Solidaire 20-03-2002

«Si Israël veut la paix, il doit cesser d'attaquer les Palestiniens»

A Ramallah, l'armée israélienne n'a pu occuper le centre commercial de la ville, malgré le déploiement de 150 chars et les rafles massives. La grève générale du dimanche 10 mars sur tout le territoire de la Palestine historique et les manifestations en Syrie, en Jordanie et au Liban, montrent le soutien à l'Intifadah.

«Les événements des derniers jours ont montré que tout le peuple palestinien est uni et fait preuve d'une loyauté historique dans cette Intifada populaire qui couvre toute la Palestine», a dit Saleh Rafat, secrétaire-général de l'Union démocratique palestinienne.

«Nous sommes la troisième face du triangle palestinien», a déclaré le Dr Ahmad Tibi, parlementaire arabe à la Knesset israélienne, pour expliquer le soutien des Palestiniens habitant à l'intérieur des frontières d'Israël. Il a ajouté que la première face était constituée par les Palestiniens vivant dans les territoires occupés, tandis que la seconde représentait ceux de la diaspora. Ceux-ci ont manifesté à plusieurs reprises en Jordanie (3.000 personnes) malgré la répression des autorités, en Syrie (1.000) et au Liban (2.000).

«En dépit de la dernière vague de barbaries israéliennes, les Palestiniens n'ont pas montré le moindre signe de faiblesse», écrit Zananiri, journaliste palestinien à Jérusalem. «Ils ont un moral très élevé et la ferme intention de poursuivre l'Intifada tant que l'occupation israélienne ne sera pas terminée. Certains disent même de l'actuelle confrontation avec l'armée israélienne qu'il s'agit d'une guerre de libération qui ne se terminera qu'une fois que les Palestiniens auront pu installer leur État indépendant.» «Si Israël veut que règnent le calme et la tranquillité, il devrait d'abord mettre un terme à toutes ses pratiques contre le peuple palestinien, y compris sa campagne d'assassinats», a déclaré le colonel Mohammed Dahlan, chef de la sécurité de la Bande de Gaza.

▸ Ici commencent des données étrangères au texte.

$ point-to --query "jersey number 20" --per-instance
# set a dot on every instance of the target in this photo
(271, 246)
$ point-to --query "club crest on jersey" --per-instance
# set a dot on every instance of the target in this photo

«La quasi-totalité de notre pays est occupée par les Israéliens. Leur discours sur la réoccupation de notre pays est un tissu d'absurdités et ne nous effraie nullement.» - «Mobiliser plus de soldats n'amènerait pas la paix en Israël» a ajouté Dahlan en réaction aux rapports émanant d'Israël et affirmant que l'armée pourrait mobiliser ses réserves afin d'accroître le nombre de soldats israéliens servant dans les territoires occupés.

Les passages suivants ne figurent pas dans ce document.